I'll never forget the look on Ronda's face. Her expression was one of fearful anticipation -like the face of a nervous person watching a slowly-opening door that will reveal a scene that would either scare, or tickle. Her face grew tenser when I leaned forward to bring my nose to within inches of hers. Having been introduced to me only minutes earlier, she must have wondered how skilled I would be. We both knew that if I performed well, we would be energized, and the rest of the evening would be much more comfortable. I looked deeply into her eyes and, infusing as much strain as possible into my voice, I sneered, "I love you," through clenched teeth. Our acting class exploded with laughter. I remember the teacher jumped up to yell, "Bravo!"
Our assignment had been to perform a scene in which we would convey a message of "I hate you," to our assigned partner. A seemingly impossible stipulation limited our dialog to only the words "I love you." That evening, couple after couple succeeded in slinging "hatred" at one another while, ironically, using the phrase "I love you," as a weapon. It clearly demonstrated the superior power of nonverbal communication over the literal meaning of words.
Since that eye-opening acting exercise, years ago, I've been able to better recognize the twisted meanings of frequently used terms.
Let's take the term "Computer Guy," for example. I suppose this is term applies to me, since I make a living by helping people with their computers. Because it's my profession, I'm often in an office where I hear the term "Computer Guy." I can infer just about any meaning from it.
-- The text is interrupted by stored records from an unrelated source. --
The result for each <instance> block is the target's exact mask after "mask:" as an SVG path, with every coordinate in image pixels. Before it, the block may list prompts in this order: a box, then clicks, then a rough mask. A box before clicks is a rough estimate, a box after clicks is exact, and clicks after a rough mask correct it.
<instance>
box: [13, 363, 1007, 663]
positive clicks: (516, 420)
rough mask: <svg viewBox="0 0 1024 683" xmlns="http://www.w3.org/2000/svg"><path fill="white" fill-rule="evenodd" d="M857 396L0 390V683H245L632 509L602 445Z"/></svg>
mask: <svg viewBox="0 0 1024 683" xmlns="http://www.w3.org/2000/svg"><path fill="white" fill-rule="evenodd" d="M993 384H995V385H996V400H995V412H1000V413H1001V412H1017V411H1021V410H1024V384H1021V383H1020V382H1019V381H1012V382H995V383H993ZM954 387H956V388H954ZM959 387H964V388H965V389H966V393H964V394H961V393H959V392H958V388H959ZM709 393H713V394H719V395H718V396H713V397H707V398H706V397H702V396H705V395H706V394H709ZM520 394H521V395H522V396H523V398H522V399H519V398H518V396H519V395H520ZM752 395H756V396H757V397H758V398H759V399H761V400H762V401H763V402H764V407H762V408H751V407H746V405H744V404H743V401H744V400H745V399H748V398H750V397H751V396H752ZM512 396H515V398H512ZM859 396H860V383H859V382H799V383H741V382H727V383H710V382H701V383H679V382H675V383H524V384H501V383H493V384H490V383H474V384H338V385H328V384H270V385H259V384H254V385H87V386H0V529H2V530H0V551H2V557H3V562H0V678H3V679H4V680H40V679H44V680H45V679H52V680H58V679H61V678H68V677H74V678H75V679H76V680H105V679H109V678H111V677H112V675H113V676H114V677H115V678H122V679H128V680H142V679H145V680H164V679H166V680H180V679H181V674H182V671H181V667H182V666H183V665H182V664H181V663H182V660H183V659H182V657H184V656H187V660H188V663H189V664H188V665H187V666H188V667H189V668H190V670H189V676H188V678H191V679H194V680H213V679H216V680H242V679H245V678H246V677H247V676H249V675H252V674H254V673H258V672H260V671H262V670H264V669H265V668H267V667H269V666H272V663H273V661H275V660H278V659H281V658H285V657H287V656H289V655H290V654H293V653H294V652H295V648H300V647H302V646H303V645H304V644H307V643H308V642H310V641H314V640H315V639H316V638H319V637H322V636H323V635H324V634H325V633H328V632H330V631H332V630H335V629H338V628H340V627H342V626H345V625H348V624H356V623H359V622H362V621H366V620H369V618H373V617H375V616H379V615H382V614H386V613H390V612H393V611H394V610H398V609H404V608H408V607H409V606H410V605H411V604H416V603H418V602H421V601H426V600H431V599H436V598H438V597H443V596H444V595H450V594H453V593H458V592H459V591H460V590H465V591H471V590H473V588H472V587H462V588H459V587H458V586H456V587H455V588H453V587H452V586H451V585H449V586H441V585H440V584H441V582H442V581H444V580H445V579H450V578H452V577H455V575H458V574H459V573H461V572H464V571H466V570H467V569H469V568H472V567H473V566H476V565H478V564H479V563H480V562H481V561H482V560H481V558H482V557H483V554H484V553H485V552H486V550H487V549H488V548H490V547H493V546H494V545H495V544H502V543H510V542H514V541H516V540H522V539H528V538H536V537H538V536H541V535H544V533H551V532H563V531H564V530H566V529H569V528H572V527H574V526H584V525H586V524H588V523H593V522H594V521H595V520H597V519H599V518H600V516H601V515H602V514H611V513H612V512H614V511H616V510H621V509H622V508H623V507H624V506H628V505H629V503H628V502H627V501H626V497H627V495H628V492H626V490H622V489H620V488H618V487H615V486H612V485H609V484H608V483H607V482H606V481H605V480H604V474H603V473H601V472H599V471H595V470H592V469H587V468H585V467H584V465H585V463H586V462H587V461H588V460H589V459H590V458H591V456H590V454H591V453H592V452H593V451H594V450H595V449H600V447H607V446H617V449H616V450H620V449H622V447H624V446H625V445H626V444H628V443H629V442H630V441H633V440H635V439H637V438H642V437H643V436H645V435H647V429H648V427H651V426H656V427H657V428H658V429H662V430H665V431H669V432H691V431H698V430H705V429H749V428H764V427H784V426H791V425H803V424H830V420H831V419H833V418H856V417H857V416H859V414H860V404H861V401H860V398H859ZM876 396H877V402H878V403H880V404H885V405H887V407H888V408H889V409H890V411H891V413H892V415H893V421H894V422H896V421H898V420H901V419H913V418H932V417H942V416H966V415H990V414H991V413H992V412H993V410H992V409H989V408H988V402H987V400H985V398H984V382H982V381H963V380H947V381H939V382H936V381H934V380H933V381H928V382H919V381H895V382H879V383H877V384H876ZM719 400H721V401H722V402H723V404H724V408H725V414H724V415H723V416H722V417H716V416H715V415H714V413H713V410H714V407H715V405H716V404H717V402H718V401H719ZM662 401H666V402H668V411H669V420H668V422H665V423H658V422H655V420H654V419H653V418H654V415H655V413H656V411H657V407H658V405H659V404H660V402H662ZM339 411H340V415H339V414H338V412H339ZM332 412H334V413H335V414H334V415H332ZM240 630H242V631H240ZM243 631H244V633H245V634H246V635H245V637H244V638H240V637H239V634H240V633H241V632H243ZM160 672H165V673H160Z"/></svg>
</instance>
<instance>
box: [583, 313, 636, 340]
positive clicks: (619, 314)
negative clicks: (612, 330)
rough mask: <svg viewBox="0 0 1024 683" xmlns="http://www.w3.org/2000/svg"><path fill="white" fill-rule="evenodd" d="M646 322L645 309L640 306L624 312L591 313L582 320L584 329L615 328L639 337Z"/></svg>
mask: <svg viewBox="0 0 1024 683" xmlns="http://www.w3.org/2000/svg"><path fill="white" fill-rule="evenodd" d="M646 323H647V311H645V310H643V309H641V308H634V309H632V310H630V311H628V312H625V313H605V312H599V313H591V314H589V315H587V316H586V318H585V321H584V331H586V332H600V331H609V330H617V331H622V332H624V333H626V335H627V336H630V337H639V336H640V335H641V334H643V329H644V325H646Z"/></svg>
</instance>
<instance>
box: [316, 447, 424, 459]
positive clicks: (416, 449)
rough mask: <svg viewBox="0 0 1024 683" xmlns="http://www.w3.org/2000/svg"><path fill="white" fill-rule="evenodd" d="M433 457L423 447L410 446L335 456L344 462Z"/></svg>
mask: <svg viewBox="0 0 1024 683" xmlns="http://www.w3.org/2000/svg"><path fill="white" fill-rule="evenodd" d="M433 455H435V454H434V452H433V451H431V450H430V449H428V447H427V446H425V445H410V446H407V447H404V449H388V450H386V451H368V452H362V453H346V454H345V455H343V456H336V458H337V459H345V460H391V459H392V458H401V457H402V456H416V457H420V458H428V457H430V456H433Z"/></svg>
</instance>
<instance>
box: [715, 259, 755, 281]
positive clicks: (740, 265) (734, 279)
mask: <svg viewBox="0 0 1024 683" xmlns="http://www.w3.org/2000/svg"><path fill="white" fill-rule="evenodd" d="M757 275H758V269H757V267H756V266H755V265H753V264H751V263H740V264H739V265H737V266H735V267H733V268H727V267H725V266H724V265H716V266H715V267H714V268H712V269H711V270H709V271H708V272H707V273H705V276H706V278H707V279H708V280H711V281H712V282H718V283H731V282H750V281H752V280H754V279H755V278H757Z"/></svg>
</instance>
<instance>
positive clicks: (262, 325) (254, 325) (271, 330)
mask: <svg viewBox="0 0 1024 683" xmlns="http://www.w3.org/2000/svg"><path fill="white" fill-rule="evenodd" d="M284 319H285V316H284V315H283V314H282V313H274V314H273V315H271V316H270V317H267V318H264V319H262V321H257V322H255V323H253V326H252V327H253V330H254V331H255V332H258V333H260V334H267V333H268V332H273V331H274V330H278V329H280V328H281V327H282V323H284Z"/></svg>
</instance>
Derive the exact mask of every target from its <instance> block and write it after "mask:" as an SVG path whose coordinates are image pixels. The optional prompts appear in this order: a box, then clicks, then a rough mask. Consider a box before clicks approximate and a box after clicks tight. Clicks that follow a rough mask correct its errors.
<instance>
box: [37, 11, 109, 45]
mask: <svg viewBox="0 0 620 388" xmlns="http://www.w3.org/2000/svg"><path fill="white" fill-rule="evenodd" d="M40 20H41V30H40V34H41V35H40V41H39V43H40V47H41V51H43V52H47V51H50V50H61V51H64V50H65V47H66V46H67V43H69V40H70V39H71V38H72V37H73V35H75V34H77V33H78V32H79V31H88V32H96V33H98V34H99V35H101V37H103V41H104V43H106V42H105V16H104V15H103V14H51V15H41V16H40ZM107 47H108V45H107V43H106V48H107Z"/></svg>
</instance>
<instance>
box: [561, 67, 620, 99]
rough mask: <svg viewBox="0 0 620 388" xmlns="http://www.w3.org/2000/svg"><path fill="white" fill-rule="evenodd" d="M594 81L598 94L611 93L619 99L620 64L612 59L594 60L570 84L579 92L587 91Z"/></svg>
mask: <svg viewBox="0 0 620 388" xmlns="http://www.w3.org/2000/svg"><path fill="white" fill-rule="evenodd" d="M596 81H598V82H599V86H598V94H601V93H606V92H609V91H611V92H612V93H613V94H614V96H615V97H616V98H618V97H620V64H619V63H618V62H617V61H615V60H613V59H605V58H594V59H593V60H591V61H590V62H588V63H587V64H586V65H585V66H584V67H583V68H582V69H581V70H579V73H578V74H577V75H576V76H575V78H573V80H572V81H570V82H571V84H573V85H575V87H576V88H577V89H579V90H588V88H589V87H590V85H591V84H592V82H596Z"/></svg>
My Computer Guy[Overheard on the phone] "Hi, Joe you want me to have my computer guy take a look? I'll send him right over to you when I'm finished with him."
The real message here is "Hi Joe. I'm sending you something I have." This is a bit possessive -like property. But I don't mind if people to refer to my skill in this sense. My bill will be their property too. I'll "send it right over to them when I'm finished with it."
Some Computer Guy[Overheard from across the room] "Say, who's that working at your desk, Nancy? Some computer guy?"
Here, I think the message is intended to belittle. The word "some" implies that computer guys are nothing special -or common. Yet, with the right tone of sarcasm, this phrase can make us feel weird at the same time. Genius! This is a clever double-whammy.
A Computer Guy[Upon entering an office] "Thank goodness a computer guy is finally here... we've needed you for weeks."
In this instance, "a computer guy" is a compliment and probably spoken by a person that was raised with some good home training. It says, "I appreciate what you can do." This sort of welcome often leads to a "real name" introduction.
The Computer Guy
"Are you the computer guy?"
The message in this question is almost always: "I need you to help me unscrew something I've screwed up on my computer and since you are carrying a screwdriver and look "computerish," I'm taking a guess that you can help me."
You Computer Guys
"I don't know how you computer guys know how to do all that crap."
Note: It always makes us feel warm inside when people refer to our expertise as "crap." The message couldn't be clearer: "Since I can't learn what you know, I'll degrade it to nurse the wound my 'lack' makes me feel." This message doesn't annoy me anymore because these are the people that buy the most "crap" from me.
Hey Computer Guy
"Hey Computer Guy -I need you over here!"
This message clearly falls into the "my-problem-is-more-important-than-your-name" category. A person that barks such a phrase won't realize that "fetching" a computer guy in this way is usually the longest route to getting help.
I realize that my inferences may be not always be accurate, but my favorite thing in life is when people say one thing and mean something quite different. It's especially fun when my name is ignored altogether. I wish that would happen all the time. I can't get enough. I love it.